A foul-weather friend who saw me through some hard times told me that the institution he worked for had undertaken a collaborative project with the March of Living organization. It was to be an intergenerational effort in which Jewish students would interview survivors in order to write an essay before embarking on the trip. Would I be willing to give an interview?
I’m openly reluctant to be interviewed. The interviews are usually pre-prepared and superficial. I pleaded interview weariness, but my friend would not let it go. He found a spot on my Achilles heel and shamelessly rubbed it until I surrendered.
My two interviewers arrived at Toronto’s Lipa Green Centre, one equipped with a laptop, the other with an iPhone, and both holding a sheaf of sheets in their hands. A quick glance at the sheet listing the questions bore out my foreboding.
To save the evening from platitudes, I suggested that we reverse the order of the interview. I would go first and interview them, and they would follow by interviewing me.
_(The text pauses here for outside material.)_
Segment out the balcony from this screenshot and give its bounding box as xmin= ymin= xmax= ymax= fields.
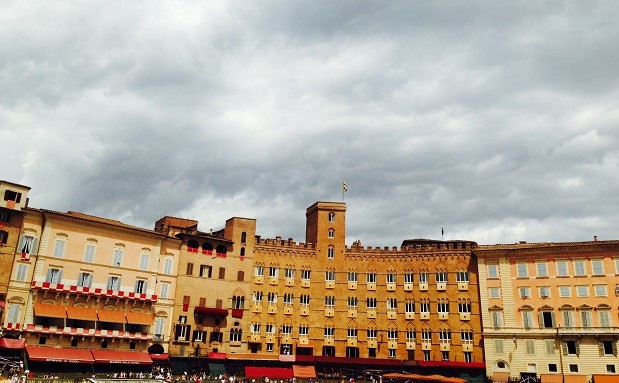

What I wanted to find out was whether they had signed up for the March because of peer pressure, “Auschwitz fashion,” or some other adolescent whim. Their immediate responses were taken straight from the Holocausters’ handbook, giving off a stale odour with tired slogans such as “Never again” and “We’ll turn it around.”
To get around the sloganeering, I looked for language that was familiar to their own experiences and yet hinted at concentration camp realities.
“One of the most devastating encounters in the camps was the disconnect between cause and effect,” I said. “In your life, you take for granted that when you work hard on your essay, you expect a decent grade, and if you feel that you’ve been wronged, you have recourse to complain. This was not true in a concentration camp.”
Citing a paragraph from my book The Muselmann at the Water Cooler, I meant to illustrate the inmate’s helplessness to foresee the result of an action and calculate the consequences of his tormentor’s reaction to his move, being prey to his rapacious mood.
This palpable description of life under siege elicited questions that flowed from the depth of the students’ being, such as “How did you survive?” and “How did you feel after liberation?”
These two questions showed the inadequacy of the questions that they had been primed to ask, which were listed as “Suggested questions/topics: Details about their experience during the Shoah: Were they in a concentration camp? Were they a partisan in the forest? What was a typical day like?” In their formulation and tone, these questions conjure up a scene in which a mom greets her returning kid from summer camp with, “How was your day in camp?
And the counsellor, was she nice to you?”
After all these years, I can’t help but wonder why March organizers have failed to develop a language that would resonate with young people and at once convey the darkness of that time. The only sensible explanation I could come up with was that its leaders settled into the comfort zone of “If it ain’t broke why bother tinkering with it?”
Yet while it may not be “broke,” its parts are visibly worn out by age.
The intergenerational project is nearing its inevitable end. Survivors are a dying species, but memory should be kept alive. This requires shaping a tradition in which each March of the Living becomes a milestone on the road of remembrance, in the Hebrew sense of masoret, of passing on memory.
In the aftermath of the destruction of the Second Temple, our sages created constructs and rituals that preserved the memory of the Second Temple for 2,000 years. Preserving the memory of the Shoah is doable. The intellectual and financial resources are available.
What is urgently needed is to think and act upon it.
Eli Pfefferkorn fought in Israel’s War of Independence. His memoir The Muselmann at the Water Cooler won a Jewish Book Award in 2012. He lives in Toronto.